“Dad,” Lo says, sitting up only a little. My legs still wrap around his waist. His pants still lie in a heap on the ground. Maybe this was a bad idea… “I thought you weren’t coming home until late.”
“It is late,” he says, scrutinizing our position on the couch. I want to disintegrate into it. “So you two are together now?”
“Yeah,” Lo snaps. “I told you that five days ago.”
“Don’t talk to me with that fucking tone, Loren,” he retorts with the same hostility. “I heard you before. I just didn’t think you two were serious. When you were seven, you said she was your fucking wife.”
I blush, remembering our “pretend” wedding. Rose told me I was stupid during the whole ceremony. I suppose not everything changes.
“I’m not seven anymore,” Lo tells him.
“I can see that.” Jonathan eyes me for a little longer than I like, and I shrink further in the cushions. Lo shifts so my half-naked body is hidden better from his father’s view. “Do you agree with what my son did, Lily?” he asks. “You think it was right of him to fuck with another person’s property?”
I shake my head repeatedly. “No, sir. In fact…” I clear my throat, willing on a bit of confidence. “I’ve told Lo that if we’re going to be together, he’s going to have to change.” The lie tastes gross in my mouth, but I better get used to it. There will be far more from here on out.
Jonathan mulls this over and then says to Lo, “Hopefully a woman can knock some fucking sense into you.” So he’s going to let Lo stay?! We watch as he takes measured steps to the liquor cart, ignoring our not-so innocent position on the couch. He pours himself a glass of bourbon. “I paid for the damages you incurred on the Smith’s house, but I’m taking a portion out of your allowance.”
Lo drills holes into the couch arm above my head, glaring at the object instead of his father. I think that’s a wise decision. “Thanks,” he says.
Jonathan swishes his glass. “I talked to that bitch principal of yours. She’s going to take your suspension off your records. You’ll stay at Dalton unless you fuck up again.” I can barely celebrate the news because he tops the statement off with, “Stop tarnishing my name.”
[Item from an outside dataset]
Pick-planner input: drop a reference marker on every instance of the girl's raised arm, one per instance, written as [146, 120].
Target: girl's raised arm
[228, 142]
Lo grits his teeth, his nose flaring to bridle his emotions. I want to tell Lo that his father refuses to even acknowledge why Lo retaliated against Trent Smith. Maybe if he heard the reason, he would understand.
I wonder if Lo is going to try to end the conversation or if he’s going to provoke a volatile reaction from his father. “Okay,” Lo says through clenched teeth, choosing to drop it. “You can leave now.”
After a long pause, Jonathan asks, “You have protection?” Oh my God! I nearly scrunch into a ball, but Lo keeps a hand on the outside of my thigh that hugs his waist.
Lo closes his eyes and then opens them, his glare deepening. “Yeah,” he replies with the same hard-edged voice, as though each word is lethal.
“Good. I’d rather not explain to her father why my son couldn’t keep his dick in his pants.” If only he knew. He goes to the archway that’ll lead him away from us. “And Loren?”
Lo cranes his neck over his shoulder to meet his father’s hardened eyes. In all my life, I’ve never seen them soften.
“Don’t be such a sick fuck.” He watches the way Lo’s face contorts into anger and pain, and I look for the glimmer of remorse in his father’s eyes. But I see none. He drowns it with the liquor in his palm and disappears into the darkened hallway.
Lo sits up for a second and sets his hands on his head, breathing heavily as if his father chased him around the room with a gun.
“You’re okay,” I whisper. “Lo, you’re not sick.”
“I doused his door with pig’s blood.”
I cringe. “It was supposed to be poetic, and what he did wasn’t much better.” I flush at the raw memory where I opened a package sent to my house, addressed to me. Lo sat with me on my bed, thinking we ordered a comic book we’d forgotten about. And when I pulled the flaps of the box, I screamed at the contents inside.
A dead white rabbit.
Lo found a note spotted with blood, and I pushed the box away, the smell as ghastly as the image. “Here’s something you can hump,” he read. Trent signed his name at the bottom. What an idiot, I thought with thick tears. Apparently his girlfriend broke up with him because we had sex at a hockey game months ago. He was on the “away” team, driving in town a couple hours to beat Dalton Academy.